Seqanswers Leaderboard Ad

Collapse

Announcement

Collapse
No announcement yet.
X
 
  • Filter
  • Time
  • Show
Clear All
new posts

  • Originally posted by kentawan View Post
    Thank you very much Simon for the headstart guide. I made significant progress with my data analysis over the week.

    Just one question though, what does the output value of the DNA bisulphite quantitation pipeline actually means? Does higher value means higher methylation counts on a specific probes or does it mean higher percentage of methylation on that basepair out of all calls (methylated + non-methylated)? My input files are actually CpG methylation call files from bismark. From my understanding, the output files of bismark CpG calles are all 1bp long, where the + strand reads are methylated C while - strand reads are unmethylated c, am I right?

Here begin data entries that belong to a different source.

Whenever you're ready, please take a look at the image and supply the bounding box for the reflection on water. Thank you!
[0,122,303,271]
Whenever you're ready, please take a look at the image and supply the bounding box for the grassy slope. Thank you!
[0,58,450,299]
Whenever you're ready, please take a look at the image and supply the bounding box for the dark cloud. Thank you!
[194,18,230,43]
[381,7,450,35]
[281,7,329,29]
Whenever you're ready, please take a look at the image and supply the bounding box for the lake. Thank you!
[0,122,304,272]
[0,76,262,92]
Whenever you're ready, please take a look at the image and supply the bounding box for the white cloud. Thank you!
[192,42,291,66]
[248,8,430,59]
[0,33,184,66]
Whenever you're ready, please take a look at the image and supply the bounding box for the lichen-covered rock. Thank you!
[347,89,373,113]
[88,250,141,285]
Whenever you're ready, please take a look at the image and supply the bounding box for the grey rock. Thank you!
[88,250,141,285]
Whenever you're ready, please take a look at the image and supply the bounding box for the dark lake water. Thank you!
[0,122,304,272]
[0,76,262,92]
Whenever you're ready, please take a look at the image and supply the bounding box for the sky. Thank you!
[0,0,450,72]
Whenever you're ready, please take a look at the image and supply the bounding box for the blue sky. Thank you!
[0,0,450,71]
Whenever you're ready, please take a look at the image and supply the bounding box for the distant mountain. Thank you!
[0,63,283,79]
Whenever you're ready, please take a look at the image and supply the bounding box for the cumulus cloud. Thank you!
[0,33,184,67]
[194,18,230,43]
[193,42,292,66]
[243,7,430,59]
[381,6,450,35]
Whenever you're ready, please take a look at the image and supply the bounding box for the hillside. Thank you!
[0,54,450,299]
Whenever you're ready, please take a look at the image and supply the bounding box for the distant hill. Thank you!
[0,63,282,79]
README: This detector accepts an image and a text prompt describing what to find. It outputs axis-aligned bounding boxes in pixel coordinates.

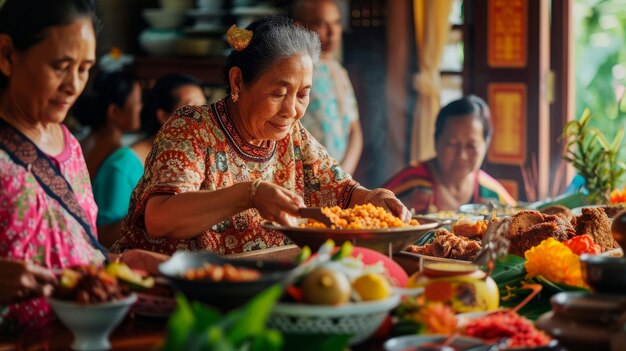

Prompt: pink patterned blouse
[0,126,104,325]
[112,100,358,254]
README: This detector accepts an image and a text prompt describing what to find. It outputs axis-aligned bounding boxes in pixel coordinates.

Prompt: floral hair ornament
[226,24,252,51]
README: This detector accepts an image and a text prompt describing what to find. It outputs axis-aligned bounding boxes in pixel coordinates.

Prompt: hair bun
[226,24,252,51]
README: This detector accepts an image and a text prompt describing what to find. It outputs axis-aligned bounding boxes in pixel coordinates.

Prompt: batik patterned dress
[112,100,358,254]
[0,127,104,325]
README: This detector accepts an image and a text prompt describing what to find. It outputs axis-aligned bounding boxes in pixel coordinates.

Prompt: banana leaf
[491,255,587,320]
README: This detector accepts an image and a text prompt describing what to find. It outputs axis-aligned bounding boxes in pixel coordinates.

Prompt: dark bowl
[263,218,443,255]
[580,254,626,294]
[159,251,296,311]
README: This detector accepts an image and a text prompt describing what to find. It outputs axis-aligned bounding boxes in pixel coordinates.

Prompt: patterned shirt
[112,100,358,254]
[93,147,143,225]
[0,126,104,325]
[302,59,359,161]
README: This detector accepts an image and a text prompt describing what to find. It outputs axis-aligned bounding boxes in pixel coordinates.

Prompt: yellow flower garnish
[524,238,586,287]
[226,24,252,51]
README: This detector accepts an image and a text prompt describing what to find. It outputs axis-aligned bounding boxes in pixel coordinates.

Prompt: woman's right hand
[252,182,305,226]
[0,259,56,305]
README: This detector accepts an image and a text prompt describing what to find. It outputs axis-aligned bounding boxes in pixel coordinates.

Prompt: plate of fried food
[263,204,442,255]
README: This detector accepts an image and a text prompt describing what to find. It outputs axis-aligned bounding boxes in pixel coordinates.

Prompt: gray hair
[224,15,321,94]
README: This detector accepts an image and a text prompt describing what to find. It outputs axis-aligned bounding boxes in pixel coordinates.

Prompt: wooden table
[0,245,418,351]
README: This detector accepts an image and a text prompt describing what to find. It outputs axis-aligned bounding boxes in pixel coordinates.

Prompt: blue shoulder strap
[0,119,109,259]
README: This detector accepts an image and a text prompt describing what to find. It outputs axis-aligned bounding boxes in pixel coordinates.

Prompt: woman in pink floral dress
[0,0,166,335]
[112,16,409,254]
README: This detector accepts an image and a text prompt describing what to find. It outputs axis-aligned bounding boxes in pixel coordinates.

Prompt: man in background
[292,0,363,174]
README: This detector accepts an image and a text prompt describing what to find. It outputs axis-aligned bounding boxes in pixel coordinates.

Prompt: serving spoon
[298,207,340,228]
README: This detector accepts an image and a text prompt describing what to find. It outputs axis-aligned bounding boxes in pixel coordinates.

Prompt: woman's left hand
[119,249,170,275]
[365,188,411,222]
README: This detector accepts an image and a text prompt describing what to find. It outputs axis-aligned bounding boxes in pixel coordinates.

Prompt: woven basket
[268,295,400,345]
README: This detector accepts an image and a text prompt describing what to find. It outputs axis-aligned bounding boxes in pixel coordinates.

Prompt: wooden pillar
[385,0,415,174]
[464,0,550,200]
[548,0,577,196]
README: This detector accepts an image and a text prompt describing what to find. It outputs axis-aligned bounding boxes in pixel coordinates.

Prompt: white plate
[383,334,486,351]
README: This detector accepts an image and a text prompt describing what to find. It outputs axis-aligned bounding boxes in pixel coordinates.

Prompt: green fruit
[331,241,354,261]
[106,262,154,289]
[302,268,351,305]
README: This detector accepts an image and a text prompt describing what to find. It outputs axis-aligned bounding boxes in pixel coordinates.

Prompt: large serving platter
[263,218,442,255]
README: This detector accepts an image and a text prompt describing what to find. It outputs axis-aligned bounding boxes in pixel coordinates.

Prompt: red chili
[465,311,550,348]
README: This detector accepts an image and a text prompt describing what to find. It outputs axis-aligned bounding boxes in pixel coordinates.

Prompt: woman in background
[73,71,143,247]
[0,0,164,335]
[112,16,410,254]
[385,95,516,213]
[93,74,206,247]
[73,71,142,179]
[133,73,207,164]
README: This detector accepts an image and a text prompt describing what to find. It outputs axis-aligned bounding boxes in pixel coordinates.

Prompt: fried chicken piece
[509,222,569,257]
[407,229,480,260]
[572,207,619,252]
[541,205,573,219]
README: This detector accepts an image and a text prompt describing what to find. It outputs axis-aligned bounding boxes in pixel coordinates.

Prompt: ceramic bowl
[48,294,137,350]
[267,295,400,345]
[263,219,441,255]
[159,251,295,311]
[580,254,626,294]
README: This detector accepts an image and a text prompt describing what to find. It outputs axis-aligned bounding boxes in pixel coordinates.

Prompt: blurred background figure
[292,0,363,174]
[132,73,207,164]
[385,95,516,213]
[72,71,142,179]
[94,74,206,247]
[0,0,105,335]
[73,71,143,247]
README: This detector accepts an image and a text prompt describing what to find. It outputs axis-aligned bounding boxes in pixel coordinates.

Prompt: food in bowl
[53,265,130,304]
[159,251,295,311]
[407,229,481,261]
[301,204,419,229]
[182,262,261,282]
[287,240,393,306]
[452,219,489,238]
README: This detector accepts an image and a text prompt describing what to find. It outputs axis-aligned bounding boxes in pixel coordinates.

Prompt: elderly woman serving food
[113,16,409,254]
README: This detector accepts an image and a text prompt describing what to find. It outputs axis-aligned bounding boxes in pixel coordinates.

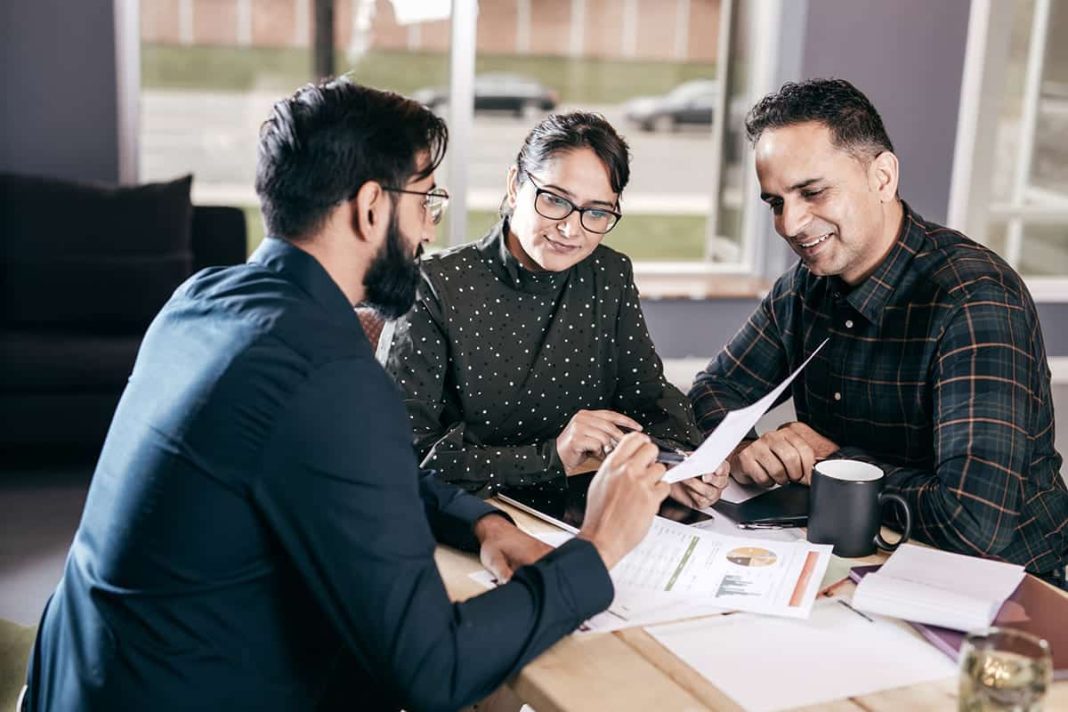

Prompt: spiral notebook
[849,565,1068,680]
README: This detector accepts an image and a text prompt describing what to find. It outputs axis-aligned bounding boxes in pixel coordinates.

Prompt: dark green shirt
[387,222,701,496]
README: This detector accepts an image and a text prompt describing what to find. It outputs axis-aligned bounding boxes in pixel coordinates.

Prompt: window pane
[1020,222,1068,276]
[1032,2,1068,197]
[140,0,450,250]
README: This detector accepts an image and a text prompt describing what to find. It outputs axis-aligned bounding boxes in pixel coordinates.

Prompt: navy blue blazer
[27,238,613,711]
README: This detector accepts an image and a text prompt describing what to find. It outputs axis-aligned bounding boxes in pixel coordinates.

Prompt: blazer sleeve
[253,359,613,710]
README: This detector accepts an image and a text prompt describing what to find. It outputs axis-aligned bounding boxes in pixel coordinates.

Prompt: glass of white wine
[959,628,1053,712]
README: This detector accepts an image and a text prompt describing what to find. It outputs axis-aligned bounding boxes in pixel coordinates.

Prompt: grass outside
[141,44,716,104]
[244,206,707,262]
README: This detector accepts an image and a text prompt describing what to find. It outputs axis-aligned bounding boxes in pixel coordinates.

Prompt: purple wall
[0,0,119,183]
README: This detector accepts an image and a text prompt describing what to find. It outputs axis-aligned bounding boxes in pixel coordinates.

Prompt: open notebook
[849,566,1068,680]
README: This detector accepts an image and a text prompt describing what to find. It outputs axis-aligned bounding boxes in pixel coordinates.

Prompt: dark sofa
[0,174,246,457]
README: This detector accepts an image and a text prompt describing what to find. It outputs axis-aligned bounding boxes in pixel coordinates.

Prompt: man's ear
[350,180,390,242]
[507,165,519,208]
[868,151,898,203]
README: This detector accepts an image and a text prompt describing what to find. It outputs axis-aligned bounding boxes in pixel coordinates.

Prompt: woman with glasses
[387,112,726,507]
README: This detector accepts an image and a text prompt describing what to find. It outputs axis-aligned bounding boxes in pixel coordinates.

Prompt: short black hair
[745,79,894,161]
[256,77,449,240]
[516,111,630,195]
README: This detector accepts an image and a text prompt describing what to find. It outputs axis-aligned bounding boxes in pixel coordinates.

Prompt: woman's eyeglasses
[527,174,623,235]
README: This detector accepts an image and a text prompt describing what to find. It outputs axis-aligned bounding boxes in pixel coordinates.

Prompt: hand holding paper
[664,338,827,482]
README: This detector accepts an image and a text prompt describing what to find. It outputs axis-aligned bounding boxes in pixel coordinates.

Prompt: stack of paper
[471,517,831,632]
[648,599,957,711]
[853,544,1024,631]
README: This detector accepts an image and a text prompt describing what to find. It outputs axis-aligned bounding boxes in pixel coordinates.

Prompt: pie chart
[727,547,776,566]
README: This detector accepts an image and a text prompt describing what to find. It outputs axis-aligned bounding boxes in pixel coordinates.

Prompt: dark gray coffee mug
[808,460,912,557]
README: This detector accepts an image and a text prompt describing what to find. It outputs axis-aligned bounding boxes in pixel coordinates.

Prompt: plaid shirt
[690,200,1068,582]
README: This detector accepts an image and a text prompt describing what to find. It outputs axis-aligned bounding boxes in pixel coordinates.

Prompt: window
[140,0,764,283]
[951,0,1068,283]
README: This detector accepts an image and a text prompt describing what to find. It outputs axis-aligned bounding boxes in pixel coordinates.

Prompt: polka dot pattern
[387,223,701,496]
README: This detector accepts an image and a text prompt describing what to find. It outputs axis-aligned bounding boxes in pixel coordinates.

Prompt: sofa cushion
[0,329,141,394]
[0,174,192,331]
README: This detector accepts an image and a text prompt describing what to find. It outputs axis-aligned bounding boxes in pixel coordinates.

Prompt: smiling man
[690,79,1068,586]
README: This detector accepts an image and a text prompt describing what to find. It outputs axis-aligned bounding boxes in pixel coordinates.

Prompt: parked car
[412,74,560,116]
[623,79,720,131]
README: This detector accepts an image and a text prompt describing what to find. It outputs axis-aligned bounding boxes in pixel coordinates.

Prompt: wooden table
[435,501,1068,712]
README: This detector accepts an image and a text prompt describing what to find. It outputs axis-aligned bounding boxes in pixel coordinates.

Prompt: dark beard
[363,215,423,320]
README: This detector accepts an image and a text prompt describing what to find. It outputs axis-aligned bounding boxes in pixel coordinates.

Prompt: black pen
[738,516,808,529]
[838,598,875,623]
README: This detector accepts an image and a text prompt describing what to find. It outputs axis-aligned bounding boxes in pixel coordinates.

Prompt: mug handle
[875,493,912,551]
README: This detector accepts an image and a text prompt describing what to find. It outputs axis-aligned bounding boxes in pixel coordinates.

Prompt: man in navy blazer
[23,80,669,711]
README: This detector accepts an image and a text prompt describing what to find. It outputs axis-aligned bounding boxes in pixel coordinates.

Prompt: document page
[612,517,831,618]
[853,544,1024,631]
[663,338,828,484]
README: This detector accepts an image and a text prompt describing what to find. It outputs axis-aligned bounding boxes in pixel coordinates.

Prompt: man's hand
[671,461,731,509]
[579,432,671,569]
[474,515,552,584]
[728,421,838,487]
[556,410,642,475]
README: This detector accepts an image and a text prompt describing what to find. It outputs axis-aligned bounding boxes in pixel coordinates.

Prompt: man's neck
[842,197,905,288]
[293,226,366,306]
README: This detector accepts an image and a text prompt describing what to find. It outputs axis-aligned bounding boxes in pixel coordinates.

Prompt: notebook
[849,565,1068,680]
[712,482,808,526]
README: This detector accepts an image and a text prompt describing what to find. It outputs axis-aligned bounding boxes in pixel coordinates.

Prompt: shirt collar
[249,237,356,322]
[807,201,925,323]
[478,218,571,294]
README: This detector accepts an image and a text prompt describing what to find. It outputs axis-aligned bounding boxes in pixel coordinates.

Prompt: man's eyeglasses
[527,174,623,235]
[382,186,449,225]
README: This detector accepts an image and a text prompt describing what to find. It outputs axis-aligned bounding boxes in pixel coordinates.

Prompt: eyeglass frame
[381,186,450,225]
[527,173,623,235]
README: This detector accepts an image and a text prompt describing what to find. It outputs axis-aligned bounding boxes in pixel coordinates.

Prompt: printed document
[663,338,828,484]
[470,517,831,633]
[647,599,957,711]
[612,517,831,618]
[853,544,1024,631]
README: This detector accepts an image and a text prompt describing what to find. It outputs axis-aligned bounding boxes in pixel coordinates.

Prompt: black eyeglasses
[527,174,623,235]
[382,186,449,225]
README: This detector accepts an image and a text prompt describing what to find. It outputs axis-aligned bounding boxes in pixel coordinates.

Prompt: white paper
[720,477,779,504]
[853,544,1024,631]
[612,517,831,618]
[663,338,828,482]
[647,599,957,711]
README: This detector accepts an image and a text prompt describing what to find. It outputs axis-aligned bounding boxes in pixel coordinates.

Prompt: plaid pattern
[690,201,1068,581]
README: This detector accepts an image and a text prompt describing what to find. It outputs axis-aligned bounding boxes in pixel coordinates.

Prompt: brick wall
[141,0,720,62]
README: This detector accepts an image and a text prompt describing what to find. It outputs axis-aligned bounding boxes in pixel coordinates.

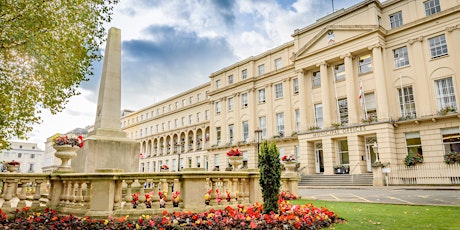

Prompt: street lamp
[372,142,380,162]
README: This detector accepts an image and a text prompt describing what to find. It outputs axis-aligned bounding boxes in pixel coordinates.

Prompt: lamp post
[372,142,380,162]
[254,128,262,164]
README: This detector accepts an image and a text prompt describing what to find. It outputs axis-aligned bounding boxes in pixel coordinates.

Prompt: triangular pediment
[293,25,379,60]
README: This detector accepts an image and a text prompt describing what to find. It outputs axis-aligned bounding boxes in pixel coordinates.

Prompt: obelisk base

    Thanks and regards, hope to hear from you soon.
    The output of the bisulphite pipeline is percentage methylation. The only differences from the pipeline and a simple percent for/all is that the pipeline allows you to remove Cs with very low coverage, and then gives each C equal weight when calculating the overall percentage for the region.

    You're correct that the output of the methylation extractor in bismark are 1bp long methylation calls, where the strand quoted in the file actually represents the methylation state and not the strand of origin (which can be determined by looking at the file name, OT and OB strands are reported separately, but we usually recombine them for analysis).

    Simon.

    Comment


    • I've just released a new version of seqmonk (v0.28). This is now available from the project site.

      The new release makes a fairly large change in the way bisulphite data is handled by removing the old flag values, and allowing for individual probes to be listed as not having a value.

      We've also added some new QC plots for RNA-Seq and Small RNA data which will be useful in the early stage assessment of new data. There are also a few new options for how data is displayed in the chromosome view.

      We've added some new options and modules to both the probe generators and the quantitation methods, and there is a new "proportion of library" statistical filter which will be of use to some people.

      A full list of the changes can be found in the release notes which along with the software itself is available from the project web site.

      Please have a play with the new version and let me know if you hit any problems.

      Comment


      • Hi Simon, I ran the RNAseq Quantification Pipeline with these descriptions. Log value is on. "Transcript features over mRNA. Quantitated with RNA-Seq pipeline quantitation counting reads over exons. Log transformed. Assuming a Non-strand specific library."

        What does the heatmap coloured peaks represents, especially the value of the peaks? Does it mean a relative abundance calculation of RNA expressed?

        Thanks in advance and I hope to hear from you soon.

        regards,

        Ziyi

        Comment


        • Originally posted by kentawan View Post
          Hi Simon, I ran the RNAseq Quantification Pipeline with these descriptions. Log value is on. "Transcript features over mRNA. Quantitated with RNA-Seq pipeline quantitation counting reads over exons. Log transformed. Assuming a Non-strand specific library."

          What does the heatmap coloured peaks represents, especially the value of the peaks? Does it mean a relative abundance calculation of RNA expressed?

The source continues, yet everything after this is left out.